Fig. 4.1
Esophageal-pleural fistula after caustic ingestion: thickened esophageal (white arrow) and gastric (white arrowheads) walls; left pleural effusion (black arrows)
4.2 Iatrogenic Injuries
Iatrogenic injuries are the most common causes of EP. Many endoscopic procedures such as EGS, TEE, and EUS can result in an abnormal wall tension from instrumentation and subsequent transmural perforation (Fig. 4.2a, b). CT appearances of iatrogenic EP are variable depending on the site and size of perforation and the time elapsed since the onset of symptoms [7]. Beyond these frequent causes, we must remember palliative treatment of esophageal stenosis using laser therapy, electrothermal therapy, and stent placement (Fig. 4.3a, b). EP can also be a complication of sclerotherapy of esophageal varices and surgery of hiatal hernias and rarely occur during placement of Sengstaken-Blakemore tube or insertion of nasogastric tube [8]. A large number of most patients present the classic Mackler’s triad but someone have atypical symptoms and the diagnosis of EP is not initially suspected. Other patients have only one or two of the Mackler’s triad symptoms. In these cases, a history of a recent endoscopic procedure should recommend the execution of a CT scan because an early diagnosis improves the prognosis of these patients [2, 9].
Fig. 4.2
(a, b) Iatrogenic perforations during endoscopy: esophagus (arrow) and extensive pneumomediastinum (arrowheads) with early subcutaneous emphysema on the right axilla
Fig. 4.3
(a, b) Esophageal perforation after stent placement: (a) pneumomediastinum (black arrowheads); Rigth pleural effusion (white arrowheads) left pleural effusion (white arrow); thickened esophageal wall (black arrow); (b) intraluminal esophageal stent (black arrowheads); pneumomediastinum (black arrows)

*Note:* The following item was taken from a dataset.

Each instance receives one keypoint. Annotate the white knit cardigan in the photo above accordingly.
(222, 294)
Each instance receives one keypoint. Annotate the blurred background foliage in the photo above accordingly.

4.3 Intraluminal Pressure Increase
Intraluminal pressure increase is a frequent cause of EP. This increase may occur for iatrogenic causes, such as during stricture dilation as in achalasia (Fig. 4.4a, b) or, spontaneously, as in Boerhaave’s syndrome, in which an incomplete cricopharyngeal relaxation during vomiting results in abruptly intraluminal pressure increase, sufficient to breach esophageal wall [10]. In these cases the distal left posterior wall is the most common site of rupture, which results in a pneumomediastinum and left pleural effusion.
Fig. 4.4
(a, b) Esophageal perforation after stricture dilatation in achalasia: (a) thickened esophageal wall (white arrow); pneumomediastinum (black arrow); left pleural effusion (black arrowheads); pneumothorax (white arrowhead); (b) pneumomediastinum (white arrows); pleural effusion (white arrowheads)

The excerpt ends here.